Two weeks ago, I sent the email no woman CEO ever wants to find herself typing.
The subject line read: “On the verge of mental collapse, raising my hand to ask for help.”
I am the Managing Director of a boutique media company that creates content aimed at demystifying stereotypes about African women. For the last five years, I have been responsible—largely on my own—for financial monitoring and reporting, human resources, and the creative direction of the company. At the end of 2025, I was officially handed full executive control. On paper, nothing really changed. My job description and the company structure remained the same. In reality, everything did.
A few things happened in quick succession that altered my mental state and sent me into a quiet panic. The most immediate—and most terrifying—was the realization that I had misunderstood instructions from a funder during our recent implementation period. The consequences of that misunderstanding could have cost me, and possibly the company, a significant amount of money. Closely behind that came a heavier reckoning: I was truly on my own. The future of a team I had painstakingly built, nurtured, and protected now rested entirely in my hands.
At the same time, our funding runway was coming to an end. I had been handed a company with no real revenue-generating roadmap in place. And layered on top of all of that were my own internal expectations – excellence, competence, success – that I reflexively place on myself. Suddenly, I felt like I was drowning.
Fortunately, the company is governed by a board of directors. It was to this body that I sent the email admitting I was at the end of my rope. The responses were swift and compassionate. As expected, many of the suggestions offered were impractical or impossible to implement within the tight, time-bound constraints I was facing. Still, the act of naming my struggle mattered.
Being a woman in leadership comes with a host of biases. And while my company is 100% female-run and woman-owned, those biases don’t magically disappear. We carry them internally, often unconsciously. For decades, we have been told—subtly and explicitly—that we are “too emotional,” “not logical enough,” or simply not strong enough to handle the rigors of leadership. No number of Girlboss conferences or empowering think pieces fully erase that messaging. It lingers. It whispers doubt.

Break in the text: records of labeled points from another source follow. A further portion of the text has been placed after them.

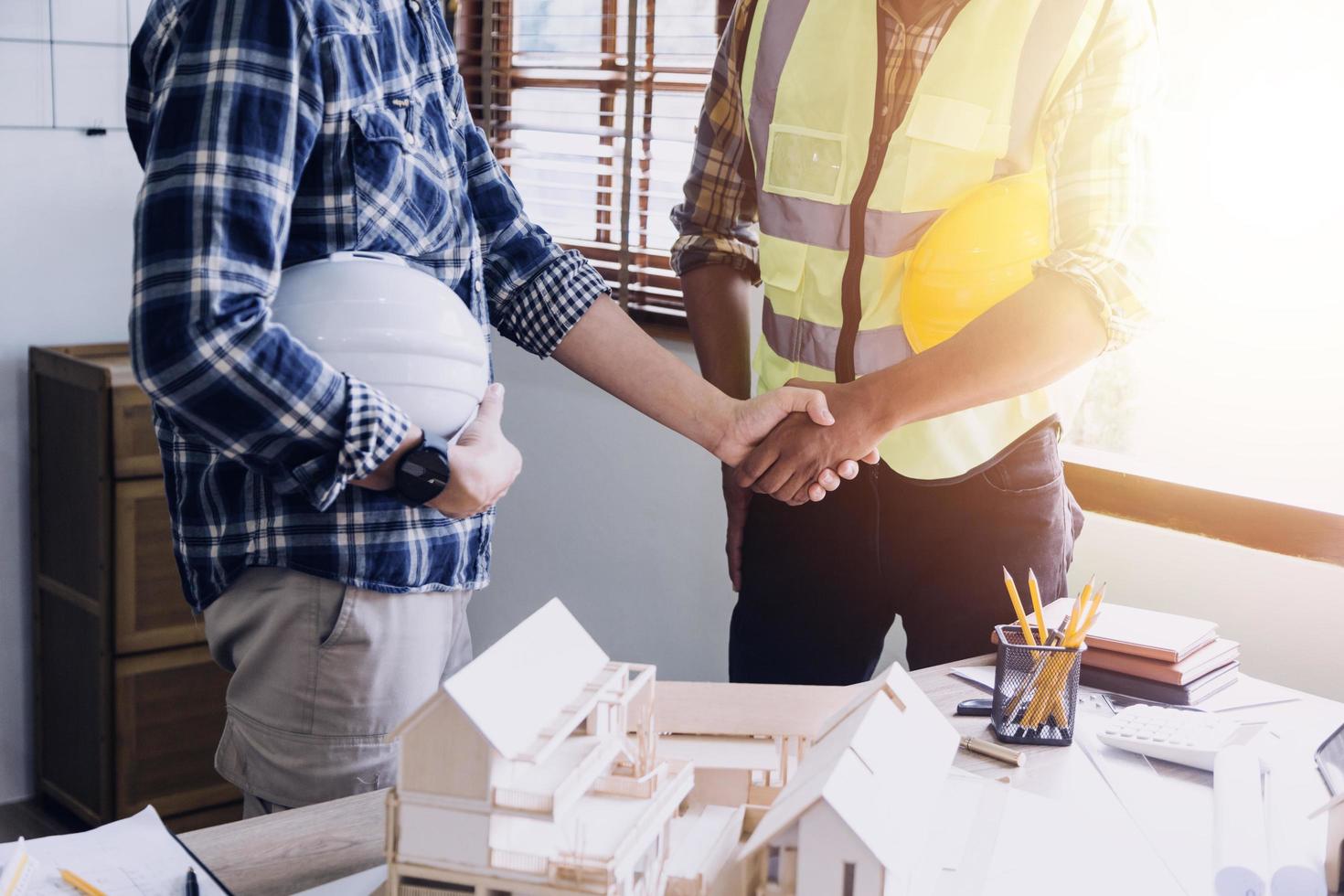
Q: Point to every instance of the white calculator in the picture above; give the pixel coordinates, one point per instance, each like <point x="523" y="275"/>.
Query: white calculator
<point x="1176" y="735"/>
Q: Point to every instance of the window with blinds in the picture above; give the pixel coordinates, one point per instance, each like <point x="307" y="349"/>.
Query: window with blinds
<point x="592" y="108"/>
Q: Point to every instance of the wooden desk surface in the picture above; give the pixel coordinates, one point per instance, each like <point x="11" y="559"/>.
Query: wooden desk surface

That doubt is why I pushed myself so hard to appear as though I didn’t need help.
Within my team, I earned the nickname “Mama Bear.” No matter the problem, I found a solution. I rarely lost my cool (though I am human, so never say never). I picked up slack that wasn’t mine to carry. I extended unusual grace to my team and to the vendors who support us. But in doing so, I took on tasks that were never meant to be mine. I spent hours of personal time—time meant for rest or family—doing work I should not have been doing at all.
That is what led to my near mental collapse.
One board member messaged me to say she was sorry she hadn’t been able to help more. I told her the truth: I hadn’t actually expected anyone to solve this particular problem for me. I simply felt it was important to say it out loud. Because if I had crashed and burned, the first question everyone would have asked was, “Why didn’t Malaka ask for help?”
At least this time, I hadn’t suffered in silence.
She replied that that was fair.
But here’s the good news: In the two weeks since I sent that email, a sense of peace has slowly settled over me. I have allowed the firms and individuals I hired to manage our finances to actually do their jobs. They are not responding as quickly as I would like, but they have assured me they are handling things. I have made the difficult internal decision to accept that this has to be enough. They understand deadlines – and the need to meet them – just as well as I do.
I have always been the kind of business owner—and student—who turns work in well ahead of deadlines. I love deadlines. I love the thrill of getting there first. It’s part of my competitive nature. But in this particular area, i.e. financial management, speed is not an asset. Meticulousness and accuracy are.
This is deeply counterintuitive for me, largely because of the trauma I experienced around mathematics as a child. Every Thursday morning at school, we were lined up in front of the class for mental maths. If you’ve never had to suffer the detrimental consequences of a round of mental maths, consider your childhood a charmed one. The rules were simple: The entire class would line up in front of the classroom where each of us was given an equation. You had to answer your equation with lightning speed or risk being whipped until you got it right in the next round. I was almost always one of the last two children left standing, being whipped repeatedly until the correct answer came.
I still struggle with math to this day because, in my body, numbers are associated with pain.
I am certain that this history contributed to my breakdown and the panic I felt at misunderstanding the instructions I was given. But the trauma itself is not the point of this story. The point is the bravery—and the deep discomfort—of asking for help. As a firstborn African woman. As a woman leader in business. As someone who has built an identity around being capable and dependable.
Sometimes the most radical thing you can say is: I am not okay.
And sometimes the strongest thing you can do is step back and trust the team you hired to do the work.
We are already deep into the first quarter of the year. If you are reading this and struggling, please hear this clearly: ask for help. There is no prize for drowning quietly. You do not have to suffer in silence. You are allowed to take a backseat. You are allowed to rest. And you are allowed to trust that you are not alone.